Note: This is what started it all. I wrote the bulk of this up as quick review for a friend who reviews movies. she liked it so much that she convinced me I should do more. So I dressed it up with a few details and have posted it here for posterity. If I had written it for publication, it would have been a little less choppy, but what the heck.
Paul is a generally entertaining film, but it's confused.
Directed by Greg Molotta, written by and staring Nick Frost and Simon Pegg, the IMDB synopsis for this film is “Two British comic book geeks travelling across the U.S. encounter an alien outside Area 51”. Pretty much sums it up.
The story doesn't so much arc as it wobbles along, looking for hooks where jokes can be hung. Pretty typical for a road flick. The comedy is amusing but not inspired. Like so many comedies it starts well but loses steam under the pressure to sustain feature length. From time to time it flirts with slapstick but thankfully never fully descends to that level. Neither does it ascend beyond the constraints of its own framework. Nobody will be taking any insight into anything home with them when they see this film.
It seems to be confused about audience as well. There's a bucket load of foul language, which isn't all to surprising since profanity is the thread that binds at least a third of the jokes together. This suggests a 14+ rating, but there's not much that would keep someone over the age of 18 entertained. The film further limits its audience by slamming Christian fundamentalism throughout. Amusing though that is, this sucker isn't going to play well in the bible belt.
The characters are borderline two dimensional, there's a few halfhearted attempts at character development, but somehow it doesn't stick. The character roles are but a hair's breadth above what you'd get in "Screenwriting 101" or "How to write a [formulaic] blockbuster."
Worse of all, the dramatic climax of the script carries about as much tension as watching an ice cube melt. You know what's going to happen, you just don't know exactly when.

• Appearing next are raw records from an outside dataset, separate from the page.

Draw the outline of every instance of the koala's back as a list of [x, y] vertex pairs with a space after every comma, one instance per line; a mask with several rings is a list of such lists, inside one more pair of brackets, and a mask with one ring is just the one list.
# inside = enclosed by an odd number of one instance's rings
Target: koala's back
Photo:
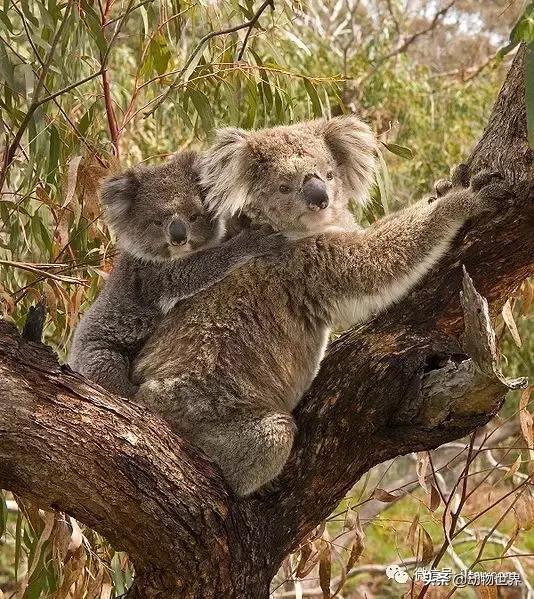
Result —
[[206, 419], [258, 402], [262, 409], [292, 410], [316, 373], [329, 332], [311, 301], [314, 246], [313, 239], [302, 240], [287, 259], [257, 258], [174, 308], [134, 364], [138, 399], [143, 384], [159, 381], [158, 392], [163, 385], [170, 394], [161, 401], [178, 404], [162, 411], [177, 422], [187, 422], [179, 410], [193, 405], [195, 418]]

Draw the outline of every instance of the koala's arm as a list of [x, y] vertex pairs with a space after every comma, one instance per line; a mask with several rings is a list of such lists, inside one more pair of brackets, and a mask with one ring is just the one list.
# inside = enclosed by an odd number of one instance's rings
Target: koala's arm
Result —
[[245, 229], [221, 245], [158, 264], [151, 278], [160, 290], [159, 306], [168, 312], [180, 300], [222, 281], [252, 258], [275, 253], [290, 242], [279, 233]]
[[83, 335], [74, 339], [69, 366], [107, 391], [121, 397], [133, 397], [138, 386], [130, 380], [130, 358], [106, 343], [87, 343]]
[[67, 361], [104, 389], [133, 397], [138, 386], [130, 378], [131, 357], [149, 335], [158, 310], [137, 302], [128, 278], [116, 274], [76, 327]]
[[330, 291], [325, 289], [321, 299], [331, 306], [334, 326], [347, 328], [404, 297], [447, 252], [468, 219], [510, 197], [492, 174], [477, 175], [469, 188], [455, 183], [436, 201], [423, 200], [364, 232], [325, 236], [319, 250]]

Visually, it's got some amazing stills. More than one establishing shot was dramatic in its composition. Too bad it's a film and not a coffee table book. Just about every shot with moving people in it was wholly pedestrian. Set the camera up roll, action, cut, wrap, yawn.
The most notable aspect of this film is the animation. The character of Paul (voiced by Seth Rogen) is inserted seamlessly into the frame to the point where it's easy to forget he's animated.
The casting is good, but since the two main characters wrote the anything but demanding script, it would be relatively difficult to mess that up.
I'd give it a 6 out of 10, given you went in with low expectations.